Figures 3–4 illustrate how morphometrical analysis can be used routinely in a diagnostic practice as a quality control method. The case that differs between the original and morphometrical grading (LGD by original and HGD by morphometrical grade, the latter in agreement with the experts’ grade), is not only at one side of the diagnostic decision line of fig 3, but is in the HGD cluster at three dimensional scaling and also has an MNA value that is in the HGD range (fig 4).
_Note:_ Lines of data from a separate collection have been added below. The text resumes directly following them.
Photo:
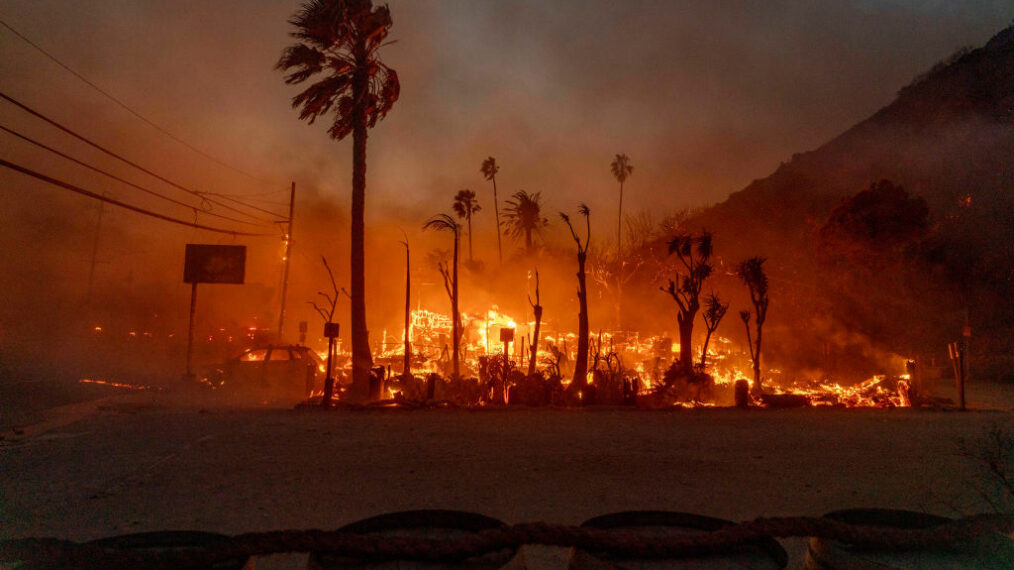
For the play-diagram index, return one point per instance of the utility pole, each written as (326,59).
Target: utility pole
(288,256)
(94,252)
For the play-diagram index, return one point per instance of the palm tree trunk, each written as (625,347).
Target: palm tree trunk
(704,349)
(362,360)
(757,388)
(685,322)
(581,361)
(534,340)
(496,210)
(456,318)
(620,222)
(329,382)
(469,235)
(407,366)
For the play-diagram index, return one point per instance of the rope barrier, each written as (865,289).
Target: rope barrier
(618,543)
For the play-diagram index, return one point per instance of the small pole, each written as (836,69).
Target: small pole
(190,334)
(94,252)
(288,258)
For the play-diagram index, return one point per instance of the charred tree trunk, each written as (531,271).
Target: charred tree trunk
(620,224)
(581,360)
(407,365)
(704,349)
(456,317)
(685,326)
(496,211)
(468,219)
(329,382)
(757,388)
(362,360)
(536,308)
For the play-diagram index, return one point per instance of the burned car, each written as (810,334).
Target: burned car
(272,372)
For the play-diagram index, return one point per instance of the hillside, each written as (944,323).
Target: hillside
(948,139)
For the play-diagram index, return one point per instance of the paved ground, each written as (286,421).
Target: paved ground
(146,464)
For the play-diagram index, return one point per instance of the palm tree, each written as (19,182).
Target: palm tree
(465,205)
(338,46)
(752,275)
(407,363)
(694,253)
(490,169)
(622,168)
(714,311)
(443,222)
(581,361)
(523,218)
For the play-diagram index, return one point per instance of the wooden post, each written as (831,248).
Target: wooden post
(190,334)
(94,252)
(288,256)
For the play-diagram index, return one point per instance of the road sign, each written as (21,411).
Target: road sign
(214,264)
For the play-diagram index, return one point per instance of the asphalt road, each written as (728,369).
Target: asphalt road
(146,464)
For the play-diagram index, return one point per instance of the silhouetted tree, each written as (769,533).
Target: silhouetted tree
(622,168)
(523,218)
(465,205)
(581,361)
(338,44)
(329,316)
(713,313)
(694,253)
(407,364)
(490,169)
(443,222)
(536,309)
(751,273)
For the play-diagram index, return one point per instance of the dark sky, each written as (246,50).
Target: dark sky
(703,95)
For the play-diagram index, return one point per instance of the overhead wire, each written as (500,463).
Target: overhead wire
(127,108)
(96,196)
(120,180)
(70,132)
(231,199)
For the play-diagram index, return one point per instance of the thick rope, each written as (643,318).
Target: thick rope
(616,543)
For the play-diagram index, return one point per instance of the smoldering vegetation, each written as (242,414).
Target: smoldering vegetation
(859,282)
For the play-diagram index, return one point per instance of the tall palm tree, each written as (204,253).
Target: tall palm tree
(752,275)
(443,222)
(523,218)
(581,360)
(338,46)
(622,168)
(490,169)
(465,205)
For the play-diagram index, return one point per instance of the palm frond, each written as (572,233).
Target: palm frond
(442,222)
(490,167)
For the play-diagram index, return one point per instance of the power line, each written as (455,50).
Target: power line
(118,179)
(127,108)
(128,161)
(79,190)
(231,199)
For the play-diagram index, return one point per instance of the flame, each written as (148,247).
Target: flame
(119,384)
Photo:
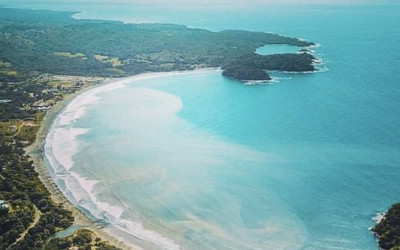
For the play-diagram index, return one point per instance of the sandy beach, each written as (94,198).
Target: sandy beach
(36,152)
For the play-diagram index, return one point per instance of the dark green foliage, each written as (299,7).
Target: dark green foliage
(243,72)
(32,45)
(84,239)
(22,189)
(388,230)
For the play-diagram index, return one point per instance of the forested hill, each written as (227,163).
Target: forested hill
(53,42)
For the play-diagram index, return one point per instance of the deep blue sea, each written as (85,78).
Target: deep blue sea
(197,161)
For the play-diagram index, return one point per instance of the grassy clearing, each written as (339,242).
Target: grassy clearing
(71,55)
(115,62)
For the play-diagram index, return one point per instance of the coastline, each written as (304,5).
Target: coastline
(36,152)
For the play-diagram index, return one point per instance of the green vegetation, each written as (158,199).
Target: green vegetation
(82,239)
(45,55)
(388,230)
(32,217)
(51,42)
(71,55)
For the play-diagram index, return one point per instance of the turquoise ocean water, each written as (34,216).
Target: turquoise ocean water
(198,161)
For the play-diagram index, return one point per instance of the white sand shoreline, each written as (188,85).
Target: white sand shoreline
(36,151)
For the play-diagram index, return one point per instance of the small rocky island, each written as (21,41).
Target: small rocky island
(388,229)
(54,43)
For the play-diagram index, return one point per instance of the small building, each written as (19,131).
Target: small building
(4,207)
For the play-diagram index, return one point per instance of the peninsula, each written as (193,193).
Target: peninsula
(53,42)
(45,56)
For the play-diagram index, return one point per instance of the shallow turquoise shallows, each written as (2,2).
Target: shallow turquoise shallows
(197,161)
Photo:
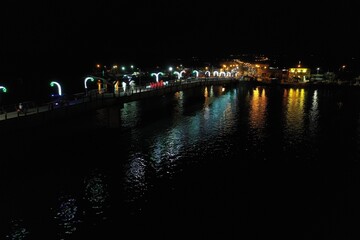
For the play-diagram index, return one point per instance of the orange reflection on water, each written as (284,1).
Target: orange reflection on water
(295,109)
(258,108)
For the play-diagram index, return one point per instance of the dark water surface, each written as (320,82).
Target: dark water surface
(241,162)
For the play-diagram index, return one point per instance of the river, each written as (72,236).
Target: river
(228,162)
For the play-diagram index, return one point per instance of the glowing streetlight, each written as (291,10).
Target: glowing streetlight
(58,86)
(157,75)
(3,88)
(85,82)
(87,79)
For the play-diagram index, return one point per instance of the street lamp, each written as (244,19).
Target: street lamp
(53,83)
(3,89)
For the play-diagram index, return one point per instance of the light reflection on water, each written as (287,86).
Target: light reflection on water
(18,231)
(67,216)
(96,195)
(157,139)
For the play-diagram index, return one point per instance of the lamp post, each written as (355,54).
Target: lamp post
(157,75)
(3,89)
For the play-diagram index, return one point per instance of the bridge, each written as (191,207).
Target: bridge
(36,115)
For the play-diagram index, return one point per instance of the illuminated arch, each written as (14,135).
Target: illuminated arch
(58,86)
(86,79)
(157,75)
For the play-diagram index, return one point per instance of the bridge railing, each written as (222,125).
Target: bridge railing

Such illustrations can be used in daily routine surgical practice for visual quality control of the dysplasia grade.
Alternative approaches for a better definition of LGD and HGD have been investigated.13 The tumour suppressor genes p53, p16, and APC are often deleted in adenocarcinomas derived from Barrett’s oesophagus, and the homozygous deletion of the p16 gene is often seen. Mutations of these genes are also found in these adenocarcinomas.14 However, the absence of easily detectable and sensitive genetic alterations in normal Barrett’s oesophagus and the low grade dysplastic epithelia suggest that mutations at these genes develop later in the progression from Barrett’s oesophagus to adenocarcinoma. Moreover, in our experience p16 immunohistochemical staining results are highly variable. Compared with these and other supportive methods, such as DNA and p53 flow cytometry, the advantage of the current morphometrical methods is that standard H&E and Ki-67 stained histological tissue sections can be used. Because these are available in all pathology laboratories, the methods are not only feasible but also easily applicable. Moreover, the application of morphometrical methods reduces patient discomfort considerably and is relatively inexpensive, certainly when compared with the health care costs of unecessary follow up, endoscopy, and eventual oesophagus resection. The technician time required for morphometrical analysis is limited (approximately 25 minutes for each case if the sections are adequate). The total costs for one determination, including working time, capital depreciation etc marginal, in the Netherlands is approximately €50 (not including the marginal costs for a Ki-67 section and the pathologist’s time). Moreover, the measurement techniques are user friendly. The most important factor in the daily application of morphometrical grading is keeping to the biopsy inclusion/exclusion criteria protocol, which is the responsibility of the pathologist.
These results allow us to conclude that morphometrical grading of Barrett’s oesophagus biopsies can be used routinely as an adjuvant diagnostic support method.
This study was made possible in part by grant 02-203 of the Stichting Bevordering Diagnostische Morfometrie. We thank the many pathologists who have diagnosed the Barrett’s oesophagus biopsies and all the technicians who did the measurements.